The problem was that exciting things had happened to lead off the game, and we weren't prepared for it. Most people weren't even in their seats yet. We were caught unawares, hadn't yet given ourselves over to the ebb and enthusiasm of the game. Figgins and Kennedy turned a kick-ass doubleplay and then Figgins followed that up with a home-run. And we were happy and shouting and stuff, but we weren't really ready to be all enthusiastic.

And then it got boring. Or maybe it was just me. My husband tried to tell me it was a pitching battle, but I didn't feel like it was. People were getting hits, it just wasn't leading to anything. Every bit of progress got shut-down quickly. The air itself was conspiring against drama, keeping balls from soaring, turning homeruns into long outs, chilling any enthusiasm we mustered.

Later on, Donnelly made an appearance, and we showed our support. We couldn't quite feel supportive enough to go for an all-out ovation, but we applauded. Donnelly has a new, very deliberate pre-pitch routine. He carefully circles the mound, stops before stepping on the dirt, makes sure he has done whatever he needs to do, and then steps on. He pitched a flawless inning, and we probably would have given a real ovation had the final out of the inning not been so attention-getting.

Then we got a string of people on base. And I wondered why I ever felt bored. And then we tied the game! Oh my god! And Jeff was in!

And we watched more Rally Monkey clips that have sexual undertones. (is anyone else as disturbed by those as I am? Especially the Palmer video one where the monkey head is superimposed on hot chicks with jiggling breasts? We're starting to quietly refer to it as the beastiality monkey.)

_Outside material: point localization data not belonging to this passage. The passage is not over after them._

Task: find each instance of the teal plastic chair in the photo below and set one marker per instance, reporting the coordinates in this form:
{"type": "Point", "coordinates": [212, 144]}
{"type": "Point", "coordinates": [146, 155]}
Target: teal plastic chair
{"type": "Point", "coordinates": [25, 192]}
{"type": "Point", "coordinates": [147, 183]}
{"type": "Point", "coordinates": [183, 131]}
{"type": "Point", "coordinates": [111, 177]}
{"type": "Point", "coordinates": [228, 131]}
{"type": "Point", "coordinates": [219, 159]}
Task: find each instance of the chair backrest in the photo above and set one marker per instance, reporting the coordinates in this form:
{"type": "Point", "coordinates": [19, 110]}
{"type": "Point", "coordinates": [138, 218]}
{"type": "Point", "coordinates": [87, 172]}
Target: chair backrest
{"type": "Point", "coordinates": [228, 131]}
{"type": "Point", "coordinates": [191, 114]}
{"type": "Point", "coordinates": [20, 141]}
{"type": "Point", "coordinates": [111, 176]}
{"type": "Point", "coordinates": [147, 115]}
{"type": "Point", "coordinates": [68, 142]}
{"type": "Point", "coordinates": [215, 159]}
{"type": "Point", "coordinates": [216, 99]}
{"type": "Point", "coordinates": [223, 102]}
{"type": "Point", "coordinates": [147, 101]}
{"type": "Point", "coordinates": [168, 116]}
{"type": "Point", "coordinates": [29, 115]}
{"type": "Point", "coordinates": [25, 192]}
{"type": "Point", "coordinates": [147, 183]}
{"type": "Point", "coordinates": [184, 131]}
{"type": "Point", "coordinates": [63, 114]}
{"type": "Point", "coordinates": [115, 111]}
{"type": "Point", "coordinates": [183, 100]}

It seems like we should have been able to win in the bottom of the ninth, but it wasn't to be, and we pressed on to the tenth. Still nothing.

And then, with the crowd on it's feet, and 2 runners on-base, Jeff comes up and works to a full count, fouling off pitch after pitch. He's so hungry for a hit he isn't going to let this at-bat pass him by, he's fighting for it. And then he gets a pitch he likes and drives one past the infield, Vlad scores, Angels' win. Finley jogs to second from first, but as soon as Vlad scores he turns around to be the first to congratulate Jeff, meeting up with him between first and second, all smiles.

The really nice thing about baseball is that almost everyone gets to be a hero during the course of a season, and this was Jeff's night.

And as Jeff himself admits that with the way he's been hitting lately, he needed to be a hero, needed to pull through in the clutch for his team.